Евгений Ройзман на митинге против отмены прямых выборов мэра Екатеринбурга. Фото: Донат Сорокин / ТАСС

Евгений Ройзман на митинге против отмены прямых выборов мэра Екатеринбурга. Фото: Донат Сорокин / ТАСС

За несколько дней до екатеринбургского митинга в свою поддержку Евгений Ройзман в эфире «Дождя» допустил довольно неприятный промах – когда речь зашла о полицейских, которые для улучшения своей отчетности или рассчитывая на перспективу вымогательства подбрасывают наркотики случайным людям, Ройзман высказался в том духе, что кому попало все-таки не подбрасывают: «Невозможно подбросить наркотики человеку, который их не употребляет или с ними никак не связан». Такое высказывание даже не назовешь спорным, оно вполне бесспорное – даже если не брать в расчет общеизвестную практику подбрасывания, людоедским выглядит сам подход, допускающий ложное обвинение при условии, что обвиняемый и так чем-то нехорош. Это нечестно, незаконно, аморально, и даже полицейские чины или какие-нибудь одиозные лоялисты себе такого не позволяют; лоялистская формула звучала бы гораздо нейтральнее.
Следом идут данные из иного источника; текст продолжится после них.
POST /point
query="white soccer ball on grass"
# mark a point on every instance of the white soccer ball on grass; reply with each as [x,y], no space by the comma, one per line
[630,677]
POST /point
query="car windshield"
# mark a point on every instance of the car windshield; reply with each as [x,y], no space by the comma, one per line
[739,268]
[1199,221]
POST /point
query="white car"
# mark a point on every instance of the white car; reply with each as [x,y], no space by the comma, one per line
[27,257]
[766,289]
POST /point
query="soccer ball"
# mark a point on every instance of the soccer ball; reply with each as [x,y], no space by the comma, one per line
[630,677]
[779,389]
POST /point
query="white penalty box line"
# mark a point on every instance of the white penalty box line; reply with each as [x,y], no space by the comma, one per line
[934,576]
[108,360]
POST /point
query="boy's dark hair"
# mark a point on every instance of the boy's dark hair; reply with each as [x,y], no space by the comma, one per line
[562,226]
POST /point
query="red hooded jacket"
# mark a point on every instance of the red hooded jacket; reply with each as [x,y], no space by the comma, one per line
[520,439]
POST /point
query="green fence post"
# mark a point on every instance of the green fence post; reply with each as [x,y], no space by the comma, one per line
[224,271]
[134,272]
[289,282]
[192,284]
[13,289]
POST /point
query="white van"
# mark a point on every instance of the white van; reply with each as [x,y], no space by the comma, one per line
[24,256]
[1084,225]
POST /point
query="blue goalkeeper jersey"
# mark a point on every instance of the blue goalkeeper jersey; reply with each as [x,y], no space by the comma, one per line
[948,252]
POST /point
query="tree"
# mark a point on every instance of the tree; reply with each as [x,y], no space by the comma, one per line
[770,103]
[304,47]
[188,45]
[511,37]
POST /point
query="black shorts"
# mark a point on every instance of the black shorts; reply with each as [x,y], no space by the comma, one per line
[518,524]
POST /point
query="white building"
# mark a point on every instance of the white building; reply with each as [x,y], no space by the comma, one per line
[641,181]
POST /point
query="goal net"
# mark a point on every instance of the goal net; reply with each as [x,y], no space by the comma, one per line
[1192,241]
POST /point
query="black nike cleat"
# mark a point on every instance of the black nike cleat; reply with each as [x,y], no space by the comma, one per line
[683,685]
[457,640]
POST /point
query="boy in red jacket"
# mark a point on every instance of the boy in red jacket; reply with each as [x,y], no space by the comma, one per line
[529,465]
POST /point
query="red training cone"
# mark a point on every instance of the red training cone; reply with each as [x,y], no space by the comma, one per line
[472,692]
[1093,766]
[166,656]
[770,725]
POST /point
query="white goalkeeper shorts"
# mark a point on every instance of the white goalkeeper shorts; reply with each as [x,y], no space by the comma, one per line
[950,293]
«У нас полиция ничего не подбрасывает», а «если подбрасывают, значит, есть за что» – это что-то уже запредельное, и, пожалуй, кроме Ройзмана, так никто больше и не скажет, это не расхожее место, а именно ройзмановский эксклюзив, органично встающий в один ряд и с мрачноватым опытом его «Города без наркотиков», и с другими (очень многочисленными) высказываниями Ройзмана о наркоманах и тех, кого он считает наркоманами, и даже с давней его судимостью и вообще репутацией человека, исторически связанного с «определенными кругами». Аудитория, которая должна сочувствовать Ройзману в его борьбе за выборы, то есть, если совсем грубо, либерально-интеллигентская публика больших городов, крайне чувствительна к таким вещам, и высказывание Ройзмана о подбрасывании наркотиков, конечно, услышали, а услышав – как не задуматься о том, что, может быть, такому политику действительно не место во власти, и если, чтобы его остановить, нужно отменять выборы, то, пожалуй, это тот случай, когда есть вещи поважнее демократии?